18. The apparatus of claim 16 or 17, further comprising:

a fifth obtaining module configured to input the second local feature information of the sample audio frame into the first additional output module to obtain a second confidence of the sample audio frame output by the first additional output module for each of the first number of predicted sound source classifications; and

a second adjusting module configured to adjust parameters of the additional local feature extraction module based on a second confidence of the sample audio frame for each of the first number of predicted sound source classifications and a sound source label of the sample audio frame.

19. The apparatus of any of claims 14 to 18, further comprising:

a sixth obtaining module configured to obtain, by a second additional output module, a third confidence level of each of the first number of predicted sound source classifications for each of the sample audio frames based on the first local feature information of the sample audio frame in turn; and

a third adjustment module configured to adjust parameters of the local feature extraction module in the audio processing model based on a third confidence for each of the first number of predicted sound source classifications for each of the plurality of sample audio frames and a sound source label for each of the plurality of sample audio frames.

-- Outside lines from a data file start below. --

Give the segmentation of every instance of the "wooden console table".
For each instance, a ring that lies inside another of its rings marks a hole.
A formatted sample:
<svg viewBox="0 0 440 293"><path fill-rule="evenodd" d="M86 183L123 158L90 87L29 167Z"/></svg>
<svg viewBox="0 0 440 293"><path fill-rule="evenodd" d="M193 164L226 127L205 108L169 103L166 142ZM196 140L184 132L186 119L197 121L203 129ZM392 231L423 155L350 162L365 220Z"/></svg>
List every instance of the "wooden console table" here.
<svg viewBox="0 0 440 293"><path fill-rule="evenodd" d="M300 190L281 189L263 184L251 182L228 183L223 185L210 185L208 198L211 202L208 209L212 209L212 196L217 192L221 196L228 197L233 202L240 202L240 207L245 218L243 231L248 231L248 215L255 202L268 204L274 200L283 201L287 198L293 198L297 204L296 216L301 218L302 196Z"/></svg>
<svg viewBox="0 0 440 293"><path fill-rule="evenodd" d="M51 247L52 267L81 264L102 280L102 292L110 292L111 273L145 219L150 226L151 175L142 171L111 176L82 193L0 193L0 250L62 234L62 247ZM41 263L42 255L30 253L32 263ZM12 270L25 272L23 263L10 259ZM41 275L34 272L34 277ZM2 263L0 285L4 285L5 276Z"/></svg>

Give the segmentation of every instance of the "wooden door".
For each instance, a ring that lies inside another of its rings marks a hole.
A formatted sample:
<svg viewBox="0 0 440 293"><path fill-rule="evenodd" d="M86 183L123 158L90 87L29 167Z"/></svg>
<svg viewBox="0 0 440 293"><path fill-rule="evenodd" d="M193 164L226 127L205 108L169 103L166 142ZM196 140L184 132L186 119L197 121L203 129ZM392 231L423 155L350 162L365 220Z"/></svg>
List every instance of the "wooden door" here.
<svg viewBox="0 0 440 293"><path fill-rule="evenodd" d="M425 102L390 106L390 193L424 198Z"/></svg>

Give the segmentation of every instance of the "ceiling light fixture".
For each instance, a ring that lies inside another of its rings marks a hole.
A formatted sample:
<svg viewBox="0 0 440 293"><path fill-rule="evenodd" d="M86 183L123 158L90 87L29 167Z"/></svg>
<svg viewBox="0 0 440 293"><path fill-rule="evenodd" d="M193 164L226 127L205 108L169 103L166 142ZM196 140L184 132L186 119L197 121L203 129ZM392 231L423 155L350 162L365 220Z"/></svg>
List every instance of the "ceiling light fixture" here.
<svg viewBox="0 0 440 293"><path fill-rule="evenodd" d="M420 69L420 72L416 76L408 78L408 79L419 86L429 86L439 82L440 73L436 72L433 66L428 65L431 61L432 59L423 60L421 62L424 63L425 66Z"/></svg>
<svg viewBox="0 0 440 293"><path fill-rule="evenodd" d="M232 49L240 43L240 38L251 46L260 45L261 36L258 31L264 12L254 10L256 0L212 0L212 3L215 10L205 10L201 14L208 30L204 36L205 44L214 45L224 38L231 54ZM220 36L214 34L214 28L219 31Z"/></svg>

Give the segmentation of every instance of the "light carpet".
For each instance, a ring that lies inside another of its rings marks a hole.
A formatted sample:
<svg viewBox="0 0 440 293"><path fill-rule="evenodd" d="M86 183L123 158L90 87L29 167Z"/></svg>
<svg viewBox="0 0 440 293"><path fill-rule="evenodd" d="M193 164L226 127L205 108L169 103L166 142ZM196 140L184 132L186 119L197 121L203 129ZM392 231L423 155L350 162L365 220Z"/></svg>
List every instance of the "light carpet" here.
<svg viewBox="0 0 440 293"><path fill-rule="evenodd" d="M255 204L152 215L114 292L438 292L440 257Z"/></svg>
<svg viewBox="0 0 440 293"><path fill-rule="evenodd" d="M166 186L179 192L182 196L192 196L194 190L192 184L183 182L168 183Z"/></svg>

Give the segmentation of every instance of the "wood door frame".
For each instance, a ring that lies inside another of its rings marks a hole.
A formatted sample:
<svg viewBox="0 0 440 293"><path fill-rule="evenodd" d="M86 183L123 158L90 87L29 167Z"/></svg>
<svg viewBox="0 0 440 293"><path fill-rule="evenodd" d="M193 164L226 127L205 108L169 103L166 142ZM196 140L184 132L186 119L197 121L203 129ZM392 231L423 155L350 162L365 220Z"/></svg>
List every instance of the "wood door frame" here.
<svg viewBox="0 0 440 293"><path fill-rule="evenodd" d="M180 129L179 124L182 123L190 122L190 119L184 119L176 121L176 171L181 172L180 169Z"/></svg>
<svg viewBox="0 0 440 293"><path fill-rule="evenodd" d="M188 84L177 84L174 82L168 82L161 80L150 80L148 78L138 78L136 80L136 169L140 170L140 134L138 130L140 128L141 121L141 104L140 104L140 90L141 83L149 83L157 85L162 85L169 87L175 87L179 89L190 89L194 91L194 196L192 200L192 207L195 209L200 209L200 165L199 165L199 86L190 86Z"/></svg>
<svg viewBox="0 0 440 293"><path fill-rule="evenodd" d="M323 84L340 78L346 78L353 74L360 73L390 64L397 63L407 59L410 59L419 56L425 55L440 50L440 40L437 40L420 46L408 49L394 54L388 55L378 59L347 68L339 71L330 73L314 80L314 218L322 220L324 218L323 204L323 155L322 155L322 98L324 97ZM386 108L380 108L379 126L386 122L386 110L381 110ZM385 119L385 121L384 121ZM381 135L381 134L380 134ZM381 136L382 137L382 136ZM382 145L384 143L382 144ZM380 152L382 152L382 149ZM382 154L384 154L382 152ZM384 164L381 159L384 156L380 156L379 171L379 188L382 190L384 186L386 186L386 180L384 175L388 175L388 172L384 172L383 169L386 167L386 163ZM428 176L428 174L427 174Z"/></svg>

20. An electronic device, comprising:

at least one processor; and

a memory communicatively coupled to the at least one processor; wherein

The memory stores instructions executable by the at least one processor to enable the at least one processor to perform the method of any one of claims 1-10.

21. A non-transitory computer readable storage medium having stored thereon computer instructions for causing the computer to perform the method of any one of claims 1-10.

22. A computer program product comprising a computer program, wherein the computer program realizes the method of any one of claims 1-10 when executed by a processor.